So, how do you challenge this testimony?

Before listening to the presentation of Greg Hampikian, PhD, at the National Child Abuse Defense and Resource Center’s seminar last October, we were relegated to using the tried (tired?) tactics to challenge this one-in-however-many billion, trillion, quadrillion, or quintillion chance testimony. These tactics include: (1) challenging the methodology used in testing the sample(s), especially when a mixture of DNA was tested; (2) challenging chain of custody or errors in sampling; (3) challenging the technician on his or her methodology in light of known errors; (4) challenging the degradation of the DNA specimen; (5) challenging the methodology of calculating the chances; (6) challenging the underlying study that is used to calculate these chances; (7) challenging the possibility of contamination of the sample; (8) challenging the lab based on its history of past errors, etc.9 This is not an exhaustive list, but those of us who have challenged DNA know them all.

Wouldn’t it be nice to have some new “bullets” to put into your cross-examination “gun”?10 Or to have some additional aces (bullets) to lay down when playing poker with the State’s experts on DNA?11 Or to be able to force the State’s expert to have to bite the bullet and concede that their opinions are flawed, if not outright wrong?12

Dr. Hampikian gave everyone who attended the NCADRC seminar several new aces (bullets) to use when playing poker with the State’s expert and trying to trump the State’s expert’s testimony on DNA evidence.13

Dr. Hampikian’s First Bullet

The first bullet was to get us lawyers to understand the difference between chance and probabilities (statistics).14

For instance, take the question of what is the number of people you have to have in a room to have a better than 50% probability of two of them sharing the same birthday? Call this the birthday problem. People will guess at anywhere from 366 to 183 and they will be wrong. This is a simple example of how people (jurors) confuse chance with probabilities (statistics).

The birthday problem asks how many people you need to have at a party so that there is a better-than-even chance that two of them will share the same birthday. Most people think the answer is 183, the smallest whole number larger than 365/2. In fact, you need just 23. That’s right, 23.

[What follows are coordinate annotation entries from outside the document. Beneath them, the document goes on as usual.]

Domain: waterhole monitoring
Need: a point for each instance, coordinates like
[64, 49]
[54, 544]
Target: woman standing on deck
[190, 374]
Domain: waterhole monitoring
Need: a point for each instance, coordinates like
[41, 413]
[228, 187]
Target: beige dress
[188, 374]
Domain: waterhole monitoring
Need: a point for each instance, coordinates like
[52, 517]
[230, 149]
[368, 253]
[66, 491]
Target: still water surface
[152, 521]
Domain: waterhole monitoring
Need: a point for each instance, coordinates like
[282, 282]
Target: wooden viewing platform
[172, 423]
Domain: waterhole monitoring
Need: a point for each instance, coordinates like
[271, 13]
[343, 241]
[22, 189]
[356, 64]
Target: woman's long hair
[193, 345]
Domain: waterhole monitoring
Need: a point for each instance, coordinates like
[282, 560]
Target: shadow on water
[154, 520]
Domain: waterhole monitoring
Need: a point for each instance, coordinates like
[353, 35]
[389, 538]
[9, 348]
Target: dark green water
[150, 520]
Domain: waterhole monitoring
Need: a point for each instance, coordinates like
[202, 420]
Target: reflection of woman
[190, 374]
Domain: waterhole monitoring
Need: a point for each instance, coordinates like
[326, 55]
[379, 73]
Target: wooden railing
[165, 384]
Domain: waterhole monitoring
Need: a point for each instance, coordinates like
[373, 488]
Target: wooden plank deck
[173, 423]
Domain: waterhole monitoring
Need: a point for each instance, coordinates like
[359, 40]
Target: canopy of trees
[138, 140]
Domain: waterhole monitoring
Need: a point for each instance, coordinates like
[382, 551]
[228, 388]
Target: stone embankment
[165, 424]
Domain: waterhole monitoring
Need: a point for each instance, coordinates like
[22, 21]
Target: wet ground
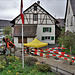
[61, 63]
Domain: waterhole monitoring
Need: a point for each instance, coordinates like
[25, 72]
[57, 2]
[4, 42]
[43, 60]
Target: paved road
[63, 64]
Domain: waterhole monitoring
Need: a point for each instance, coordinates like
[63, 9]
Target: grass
[15, 68]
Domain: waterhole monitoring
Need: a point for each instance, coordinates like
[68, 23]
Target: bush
[30, 61]
[43, 67]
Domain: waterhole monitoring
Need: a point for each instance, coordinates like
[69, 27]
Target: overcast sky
[9, 9]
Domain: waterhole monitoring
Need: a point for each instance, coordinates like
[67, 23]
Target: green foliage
[43, 67]
[7, 30]
[10, 38]
[30, 61]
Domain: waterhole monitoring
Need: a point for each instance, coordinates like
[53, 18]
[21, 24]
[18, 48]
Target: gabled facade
[3, 24]
[70, 16]
[38, 23]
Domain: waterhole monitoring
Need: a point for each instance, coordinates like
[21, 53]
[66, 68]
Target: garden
[13, 66]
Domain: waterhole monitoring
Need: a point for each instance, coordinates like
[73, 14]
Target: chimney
[38, 2]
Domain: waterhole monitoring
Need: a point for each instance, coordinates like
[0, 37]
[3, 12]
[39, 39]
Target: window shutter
[43, 29]
[43, 38]
[52, 38]
[50, 29]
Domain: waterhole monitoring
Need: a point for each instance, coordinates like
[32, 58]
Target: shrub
[1, 67]
[10, 59]
[30, 61]
[43, 67]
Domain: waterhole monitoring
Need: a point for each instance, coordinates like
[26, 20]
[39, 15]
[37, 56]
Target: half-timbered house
[70, 16]
[38, 23]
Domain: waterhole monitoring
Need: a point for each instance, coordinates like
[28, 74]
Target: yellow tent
[35, 43]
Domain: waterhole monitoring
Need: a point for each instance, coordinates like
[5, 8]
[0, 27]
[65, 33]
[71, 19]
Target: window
[20, 40]
[35, 17]
[52, 38]
[46, 29]
[35, 8]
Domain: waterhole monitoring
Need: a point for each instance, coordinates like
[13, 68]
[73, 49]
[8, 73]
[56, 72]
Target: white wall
[68, 17]
[40, 33]
[29, 39]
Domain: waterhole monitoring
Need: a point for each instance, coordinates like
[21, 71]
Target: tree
[7, 30]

The answer 183 is the correct answer to a very different question: How many people do you need to have at a party so that there is a better-than-even chance that one of them will share your birthday?

If there is no restriction on which two people will share a birthday, it makes an enormous difference. With 23 people in a room, there are 253 different ways of pairing two people together, and that gives a lot of possibilities of finding a pair with the same birthday.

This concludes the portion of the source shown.